Prawn and Herb Wild Rice in Italian Style
"3 Less" Dish
Feature
Whole grain has become a common ingredient to a lot of healthy dishes. Their uses were limited to Western cuisine in the past. As Hong Kong people become more health conscious over the years, new dishes like ‘Pumpkin Brown Rice’ and ‘Steamed Oat Groats’ start appearing in fast food shops or even Chinese Restaurants.
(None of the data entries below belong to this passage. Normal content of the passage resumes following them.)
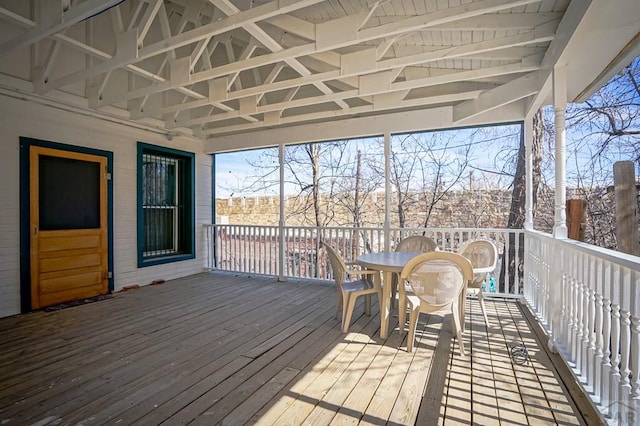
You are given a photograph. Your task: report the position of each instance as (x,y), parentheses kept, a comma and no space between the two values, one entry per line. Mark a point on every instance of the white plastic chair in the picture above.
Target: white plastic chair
(349,291)
(437,283)
(483,255)
(417,243)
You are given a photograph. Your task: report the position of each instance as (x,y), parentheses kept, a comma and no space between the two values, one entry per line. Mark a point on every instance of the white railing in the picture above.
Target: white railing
(588,299)
(256,249)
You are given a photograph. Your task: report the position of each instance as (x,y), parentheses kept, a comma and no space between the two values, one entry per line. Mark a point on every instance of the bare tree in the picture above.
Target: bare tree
(518,197)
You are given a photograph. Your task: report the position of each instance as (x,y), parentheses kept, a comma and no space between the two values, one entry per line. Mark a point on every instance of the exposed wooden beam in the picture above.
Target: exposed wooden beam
(56,21)
(340,33)
(133,55)
(565,31)
(381,105)
(376,87)
(515,90)
(259,34)
(358,65)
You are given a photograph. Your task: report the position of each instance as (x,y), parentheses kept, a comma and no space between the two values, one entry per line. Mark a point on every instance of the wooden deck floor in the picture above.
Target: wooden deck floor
(220,349)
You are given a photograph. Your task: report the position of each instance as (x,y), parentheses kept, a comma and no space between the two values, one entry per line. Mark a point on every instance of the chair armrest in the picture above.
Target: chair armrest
(361,272)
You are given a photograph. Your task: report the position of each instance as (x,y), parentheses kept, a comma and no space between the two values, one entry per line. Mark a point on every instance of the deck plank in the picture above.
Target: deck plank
(216,348)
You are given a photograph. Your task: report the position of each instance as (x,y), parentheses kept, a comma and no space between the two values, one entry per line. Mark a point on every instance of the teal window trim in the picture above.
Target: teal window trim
(181,173)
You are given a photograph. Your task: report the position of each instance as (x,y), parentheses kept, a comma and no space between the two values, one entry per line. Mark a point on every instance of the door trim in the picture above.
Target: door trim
(25,208)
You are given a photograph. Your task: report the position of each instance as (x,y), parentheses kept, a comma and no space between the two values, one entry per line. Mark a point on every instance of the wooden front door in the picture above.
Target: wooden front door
(68,226)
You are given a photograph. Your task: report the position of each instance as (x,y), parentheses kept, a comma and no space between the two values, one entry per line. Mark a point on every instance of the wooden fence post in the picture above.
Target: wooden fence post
(576,217)
(624,179)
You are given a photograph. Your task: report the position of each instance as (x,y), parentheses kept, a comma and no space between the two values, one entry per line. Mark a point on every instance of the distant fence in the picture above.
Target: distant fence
(255,249)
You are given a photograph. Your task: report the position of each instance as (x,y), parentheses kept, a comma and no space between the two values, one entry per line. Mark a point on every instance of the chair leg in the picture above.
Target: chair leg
(367,304)
(394,290)
(413,323)
(455,312)
(350,304)
(482,307)
(402,312)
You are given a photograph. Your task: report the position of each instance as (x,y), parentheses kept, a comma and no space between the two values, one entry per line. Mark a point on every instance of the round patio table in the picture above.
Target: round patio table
(387,262)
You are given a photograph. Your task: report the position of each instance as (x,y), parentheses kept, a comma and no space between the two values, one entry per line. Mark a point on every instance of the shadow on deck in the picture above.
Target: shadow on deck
(217,348)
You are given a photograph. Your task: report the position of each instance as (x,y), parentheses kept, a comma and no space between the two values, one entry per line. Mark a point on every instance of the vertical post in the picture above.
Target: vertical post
(559,107)
(624,180)
(212,245)
(557,282)
(281,224)
(387,190)
(526,131)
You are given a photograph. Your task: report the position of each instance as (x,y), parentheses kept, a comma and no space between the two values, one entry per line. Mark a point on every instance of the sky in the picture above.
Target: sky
(235,174)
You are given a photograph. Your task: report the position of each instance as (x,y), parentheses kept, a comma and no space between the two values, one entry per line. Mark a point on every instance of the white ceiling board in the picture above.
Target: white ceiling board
(239,67)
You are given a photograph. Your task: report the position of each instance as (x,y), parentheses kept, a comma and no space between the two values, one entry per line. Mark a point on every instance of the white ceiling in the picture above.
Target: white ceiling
(218,69)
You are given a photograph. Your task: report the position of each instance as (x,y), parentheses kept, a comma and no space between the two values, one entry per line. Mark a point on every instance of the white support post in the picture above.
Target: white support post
(281,222)
(558,282)
(387,190)
(527,129)
(559,106)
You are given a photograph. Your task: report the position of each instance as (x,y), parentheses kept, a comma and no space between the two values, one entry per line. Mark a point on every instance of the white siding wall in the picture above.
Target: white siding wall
(20,118)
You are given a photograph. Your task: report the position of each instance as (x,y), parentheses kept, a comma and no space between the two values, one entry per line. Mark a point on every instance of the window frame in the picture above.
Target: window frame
(185,180)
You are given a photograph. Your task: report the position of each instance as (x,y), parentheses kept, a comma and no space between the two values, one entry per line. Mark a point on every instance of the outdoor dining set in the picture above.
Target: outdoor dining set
(424,279)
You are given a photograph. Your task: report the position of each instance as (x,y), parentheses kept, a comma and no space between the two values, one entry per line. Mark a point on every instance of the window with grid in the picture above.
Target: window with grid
(165,205)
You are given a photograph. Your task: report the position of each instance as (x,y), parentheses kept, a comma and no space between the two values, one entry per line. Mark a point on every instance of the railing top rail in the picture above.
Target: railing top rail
(374,228)
(623,259)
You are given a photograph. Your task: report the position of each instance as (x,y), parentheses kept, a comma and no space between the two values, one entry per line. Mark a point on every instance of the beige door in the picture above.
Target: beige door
(68,218)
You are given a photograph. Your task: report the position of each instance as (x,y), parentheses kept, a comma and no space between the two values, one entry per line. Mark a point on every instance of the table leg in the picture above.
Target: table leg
(385,304)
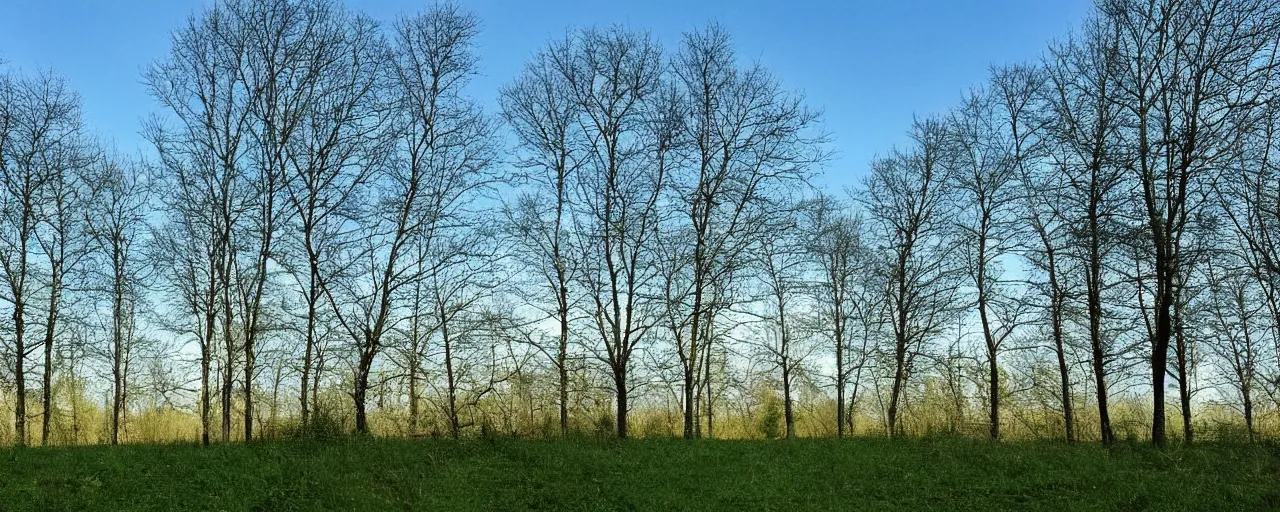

When compared to refined grains (e.g. white rice and pasta), whole grains are richer in vitamins (e.g. Vitamin B1, B3, folate), minerals (e.g. iron, potassium, magnesium) and dietary fibre. Take this recipe as an example, its dietary fibre content is increased by 3 times when wild rice is used instead of white rice.
Ingredients to serve 1 | Wild Rice | 60 g (about 1 and 1/2 taels) | White Rice | 20 g (about 1/2 tael) | Olive oil | 2 teaspoons | Minced Garlic | some | Stock | 4 tablespoons | Prawns | 30 g (about 3/4 tael) | Green Peas | 3/4 cup | Basil (finely chopped) | for taste | Seasonings | Salt | 1/4 teaspoon | Cooking Method - Wash and strain wild and white rice. Add 1 teaspoon of olive oil, minced garlic and stock. Parboil to almost done, set aside.
- Peel and wash the prawns. Drain and set aside.
- Heat up the remaining olive oil. Add prawns, minced garlic, salt and the parboiled wild and white rice. Cook till done.
- Add green peas until heated through.
- Sprinkle with finely chopped basil and serve.